In 1611, Johannes Kepler proposed that the densest packing for spheres would be achieved within a face-centered-cubic (FCC) arrangement and its stacking variants. This proposal was rigorously proved only recently by Hales (Ann. Math., 2005, 162, 1065). In the ensuing years considerable progress was made in the theory and numerical study of dense packings involving polyhedra (Nature, 2009, 460, 876; Nature, 2009, 462, 773; Science, 2012, 337, 453) and their connections to the self-assembly of polyhedral nanoparticles into ordered superstructures (Nat. Mater., 2012, 11, 13; Science, 2014, 345, 1149; Science, 2017, 355, 931). Nevertheless, since the report of the Boerdijk–Coxeter helix in 1952, very few helical packing structures based on either the Platonic or Archimedean solids have been reported (Philips. Res. Rep., 1952, 7, 303; Nature, 2009, 462, 773).
In this work, we have now found that by constructing a giant supramolecular truncated cuboctahedron (TCO, we are able to stabilize a new double helical form. This arrangement constitutes a new parastichy pattern that has not been seen previously either in nature or in the laboratory. We wish the excitement associated with this discovery and the aesthetic appeal that cuts across a wide range of disciplines from botany to number theory, and from Euclidean geometry to solid state chemistry will make this work tremendously broad in its appeal. See more details in our recent paper on J. Am. Chem. Soc. (J. Am. Chem. Soc., 2021, 143, 5829).

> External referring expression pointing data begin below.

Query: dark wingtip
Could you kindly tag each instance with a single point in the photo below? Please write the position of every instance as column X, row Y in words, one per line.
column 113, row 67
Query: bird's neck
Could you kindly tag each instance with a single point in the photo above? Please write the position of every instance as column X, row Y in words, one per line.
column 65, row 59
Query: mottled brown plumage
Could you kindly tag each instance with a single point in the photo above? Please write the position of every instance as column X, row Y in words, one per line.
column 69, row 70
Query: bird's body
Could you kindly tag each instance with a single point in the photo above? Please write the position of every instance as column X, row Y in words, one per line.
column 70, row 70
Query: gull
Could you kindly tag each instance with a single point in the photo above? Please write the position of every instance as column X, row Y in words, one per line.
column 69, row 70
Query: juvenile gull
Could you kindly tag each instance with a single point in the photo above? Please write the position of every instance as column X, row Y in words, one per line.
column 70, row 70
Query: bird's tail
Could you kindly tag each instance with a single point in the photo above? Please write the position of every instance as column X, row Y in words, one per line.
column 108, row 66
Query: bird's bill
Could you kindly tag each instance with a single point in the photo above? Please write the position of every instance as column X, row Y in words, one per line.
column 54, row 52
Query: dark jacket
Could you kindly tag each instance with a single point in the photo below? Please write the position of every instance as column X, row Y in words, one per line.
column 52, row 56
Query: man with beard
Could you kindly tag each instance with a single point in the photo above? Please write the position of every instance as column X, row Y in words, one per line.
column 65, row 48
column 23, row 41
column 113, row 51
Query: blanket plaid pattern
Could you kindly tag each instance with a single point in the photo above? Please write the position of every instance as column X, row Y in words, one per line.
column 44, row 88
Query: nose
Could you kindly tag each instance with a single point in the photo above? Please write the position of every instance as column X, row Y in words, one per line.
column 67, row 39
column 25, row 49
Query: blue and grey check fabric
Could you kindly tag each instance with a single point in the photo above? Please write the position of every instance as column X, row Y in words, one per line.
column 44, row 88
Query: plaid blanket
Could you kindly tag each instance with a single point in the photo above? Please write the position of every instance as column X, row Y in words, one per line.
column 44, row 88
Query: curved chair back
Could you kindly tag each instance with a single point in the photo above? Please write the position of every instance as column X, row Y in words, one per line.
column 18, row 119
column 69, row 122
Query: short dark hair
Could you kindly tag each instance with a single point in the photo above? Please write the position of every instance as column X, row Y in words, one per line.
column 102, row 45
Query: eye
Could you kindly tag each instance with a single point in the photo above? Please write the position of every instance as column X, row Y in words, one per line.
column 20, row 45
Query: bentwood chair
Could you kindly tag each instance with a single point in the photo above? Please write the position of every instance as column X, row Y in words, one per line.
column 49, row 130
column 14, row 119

This study was also highlighted by C&En entitled Self-Assembling Twisted Nanowires.
Pentagons are ubiquitous in the natural world and widespread in both art and architecture (Science, 2007, 315, 1106). However, a regular pentagon cannot completely fill the Euclidean plane (R2) due to its five-fold rotational symmetry. As a result, figuring out how to pack regular pentagons in R2 becomes a fascinating mathematical problem. It is, for instance, the 18th of Hilbert’s famous 23 problems (Bull. Amer. Math. Soc., 1902, 8). So far, only pentagon packings with global 2-, 4-, and 5-fold rotational symmetry have been achieved. One of the most famous examples is the Penrose pattern with 5-fold symmetry (Math. Intell., 1979, 2, 32). This mathematical prediction was subsequently realized at the atomic level with the discovery of quasi-crystals (Phys. Rev. Lett., 1984, 53, 1951; Nature, 1985, 316, 50). The seminal nature of this latter accomplishment is now widely appreciated. However, it is also an inspiration and leads one to ask whether it is possible to construct pentagon packings missing from the list of predicted possibilities, specifically those with global 3-fold rotational symmetry?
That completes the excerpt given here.